Künstler | Dirty Projectors | |
EP | Earth Crisis | |
Label | Domino | |
Erscheinungsjahr | 2020 | |
Bewertung |
Eine Serie von fünf EPs, veröffentlicht im Laufe des Jahres und mit jeweils einem anderen Bandmitglied als zentralem Protagonisten – dieser Ansatz der Dirty Projectors ist schon einmalig und kreativ genug. Im Falle von Earth Crisis, dem vierten Teil in dieser Reihe, wird aber noch viel mehr deutlich, mit wie viel Akribie, Anspruch und Wagemut die Band aus New York ihrer eigenen Kunst (denn genau das ist hier der angebrachte Terminus) begegnet.

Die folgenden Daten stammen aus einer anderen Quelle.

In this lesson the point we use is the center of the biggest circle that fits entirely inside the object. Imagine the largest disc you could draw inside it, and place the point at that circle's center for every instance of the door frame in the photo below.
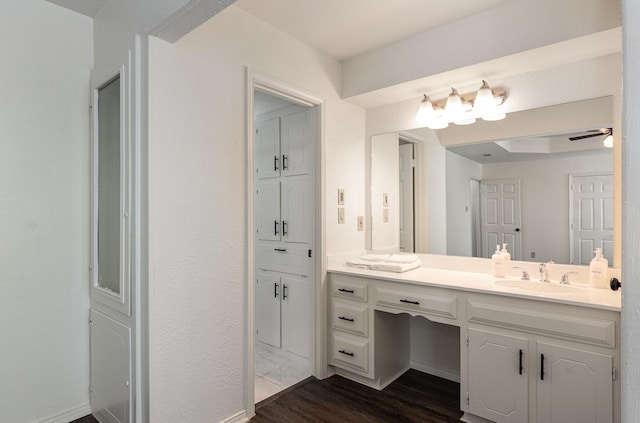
(571, 222)
(318, 355)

Die Geschichte dieser vier Lieder reicht nämlich schon bis ins Jahr 2007 zurück. Damals widmeten sich die Dirty Projectors dem legendären Black-Flag-Album Damaged (1981) und brachten mit Rise Above ihre eigenen Bearbeitungen der darauf enthaltenen Songs heraus. Ursprünglich geplant war, diese Interpretationen auch noch um Orchesterversionen anzureichern. Gemeinsam mit Chris Taylor (Grizzly Bear) hatten sogar schon die Arbeiten daran begonnen, dann kamen aber andere Projekte dazwischen, etwa das 2009er Album Bite Orca.
Im vergangenen Jahr fand Bandleader Dave Longstreth die damals entstandenen Aufnahmen auf einer alten Festplatte wieder und unterzog sie mit Loops, Transponieren und anderen Effekten erneut einer Bearbeitung. Das dabei entstandene Material bildet die Basis für Earth Crisis, dessen Titel einerseits auf die gleichnamige Straight-Edge Hardcore-Band aus Syracuse verweist (also auf die Szene, der auch Black Flag entsprungen sind), andererseits das Thema der Umweltzerstörung zusammenfasst, das Longstreth bei der gemeinsamen Arbeit an den Texten mit Keyboarderin Kristin Slipp in den Mittelpunkt gestellt hat. „Für mich hat sich das fast wie ein biologischer Prozess angefühlt: Recycling, neue Dinge aus alten machen“, beschreibt Longstreth den Ansatz.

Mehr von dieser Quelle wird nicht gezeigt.